On 30 April 2020, the Regional Court of Braunschweig gave judgment (docket no 11 O 3092/19) on a case concerning a German debt collection company that had brought a “collective action” based on a number of claims against VW assigned to it by Swiss purchasers who bought cars fitted with the illicit software. The debt collection company was licensed under the German Act on Out-of-Court Legal Services (Rechtsdienstleistungsgesetz – RDG).

The Regional Court dismissed the action on the basis that the company could not dispose of the authorisation necessary under the RDG to pursue the claim, despite being licensed in Germany. It specifically found that neither the company nor its employees had any knowledge of Swiss law. Such expertise was however indispensable for the present case because the Regional Court of Braunschweig assumed that the claims assigned to the company would be governed by Swiss law.

An Overly Simplistic Conflict-of-Laws Analysis

The Regional Court derived the applicability of Swiss law from Article 4(1) of the Rome II Regulation. The court concluded that the place where the damage occurred, which is decisive under this rule, was Switzerland because the purchasers had paid for the cars from Swiss bank accounts.

The Regional Court seems to refer in this respect to the CJEU judgment in Kolassa, which – in the context of international jurisdiction – had considered the place where a bank account is managed as relevant for the localisation of financial loss. However, this judgment concerned the specific situation of prospectus liability, not the sale of cars. It cannot be considered as establishing a general rule, as the CJEU has clarified in its later judgment in Universal Music.

The localisation of loss in the ‘Dieselgate’ cases is much more difficult and intricate, as the Advocate General has pointed out in its conclusions in Case C-343/19. The fact that the cars have been paid from Swiss bank accounts alone will not suffice to establish the applicability of Swiss law. Other circumstances will have to be considered, such as the place of domicile of the purchasers, or the place where they use their cars (see the comment on the AG’s conclusions here).

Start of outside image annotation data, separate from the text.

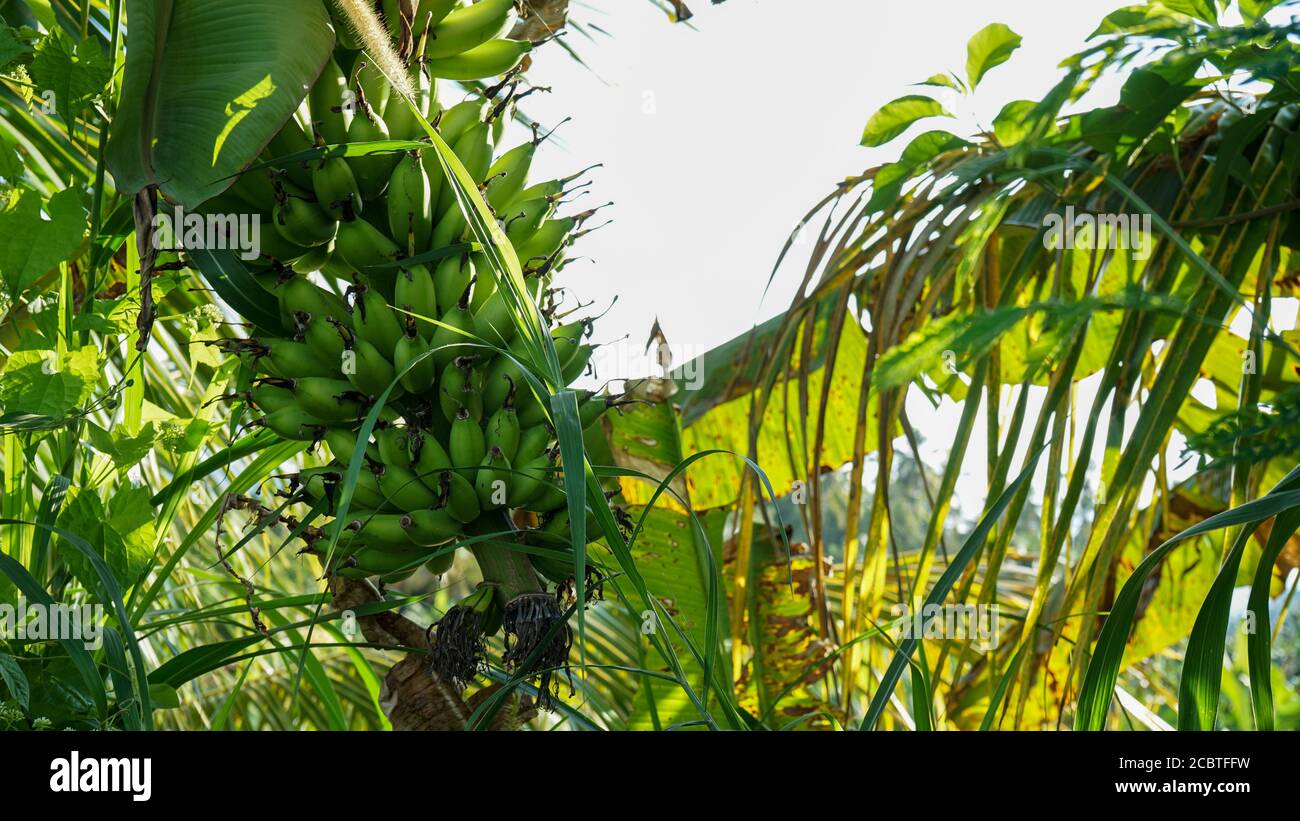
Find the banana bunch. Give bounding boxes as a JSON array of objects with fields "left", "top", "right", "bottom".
[{"left": 208, "top": 0, "right": 620, "bottom": 701}]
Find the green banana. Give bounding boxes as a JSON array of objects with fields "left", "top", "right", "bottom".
[
  {"left": 438, "top": 462, "right": 481, "bottom": 524},
  {"left": 430, "top": 253, "right": 475, "bottom": 316},
  {"left": 294, "top": 377, "right": 367, "bottom": 422},
  {"left": 348, "top": 284, "right": 402, "bottom": 352},
  {"left": 377, "top": 464, "right": 438, "bottom": 511},
  {"left": 406, "top": 509, "right": 460, "bottom": 545},
  {"left": 261, "top": 405, "right": 326, "bottom": 442},
  {"left": 387, "top": 151, "right": 433, "bottom": 256},
  {"left": 393, "top": 264, "right": 438, "bottom": 326},
  {"left": 447, "top": 408, "right": 488, "bottom": 481},
  {"left": 429, "top": 288, "right": 475, "bottom": 373},
  {"left": 343, "top": 327, "right": 404, "bottom": 399},
  {"left": 424, "top": 0, "right": 515, "bottom": 59},
  {"left": 334, "top": 214, "right": 402, "bottom": 273},
  {"left": 307, "top": 58, "right": 352, "bottom": 144},
  {"left": 248, "top": 378, "right": 298, "bottom": 413},
  {"left": 475, "top": 447, "right": 511, "bottom": 511},
  {"left": 257, "top": 339, "right": 338, "bottom": 379},
  {"left": 410, "top": 430, "right": 451, "bottom": 491},
  {"left": 484, "top": 353, "right": 532, "bottom": 413},
  {"left": 488, "top": 140, "right": 538, "bottom": 213},
  {"left": 272, "top": 194, "right": 338, "bottom": 248},
  {"left": 484, "top": 404, "right": 520, "bottom": 460},
  {"left": 424, "top": 40, "right": 533, "bottom": 82}
]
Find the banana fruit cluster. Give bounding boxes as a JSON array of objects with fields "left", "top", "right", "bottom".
[{"left": 205, "top": 0, "right": 618, "bottom": 592}]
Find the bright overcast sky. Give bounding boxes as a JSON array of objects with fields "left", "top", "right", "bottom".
[{"left": 506, "top": 0, "right": 1125, "bottom": 377}]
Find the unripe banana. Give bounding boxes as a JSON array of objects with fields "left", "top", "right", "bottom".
[
  {"left": 387, "top": 151, "right": 433, "bottom": 253},
  {"left": 352, "top": 465, "right": 398, "bottom": 511},
  {"left": 424, "top": 549, "right": 456, "bottom": 575},
  {"left": 449, "top": 408, "right": 488, "bottom": 481},
  {"left": 294, "top": 377, "right": 367, "bottom": 422},
  {"left": 560, "top": 344, "right": 595, "bottom": 385},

An Undue Restriction of Access to Justice 

More problematic still is that the Regional Court Braunschweig denied the debt collection company standing to sue VW in Germany on the grounds that it lacks sufficient knowledge of Swiss law. This argument relies on a very restrictive interpretation of German law, which requires debt collection companies to have only general legal expertise; not specific expertise in foreign law. Moreover, the ruling ignores the fact that debt collection companies may instruct experts on Swiss law to advise on certain points of the legal case. Indeed, the court will probably have to do the same were it to try the case, because it also lacks the necessary knowledge of Swiss law (see sec. 293 of the German Code of Civil Procedure).

The judgment raises an unacceptable barrier for the enforcement of foreign claims against VW in Germany. Victims whose claims are based on foreign law cannot use German debt collection companies to advance their claims, as the latter have been found not have the required expertise in foreign law. But they also cannot go via foreign debt collection companies, as these do not have the necessary German license and can only provide “temporarily and occasionally” legal services in this country (sec. 15 German Act on Out-of-Court Legal Services). To instruct a German lawyer will be too burdensome as the purchaser would have to shoulder the litigation risk of losing the case.

It is Now Up to the CJEU

The Regional Court of Braunschweig has set up an additional obstacle for foreign claims in the Diesel scandal. This makes it much more difficult to sue VW at its seat. It is hard not to form the impression that the Regional Court was looking for an efficient way to rid itself of an unattractive case. The case illustrates the difficulties foreign claimants face when bringing an action at VW’s seat. Hopefully, the CJEU will take note of this when it decides whether car purchasers may bring actions against VW abroad.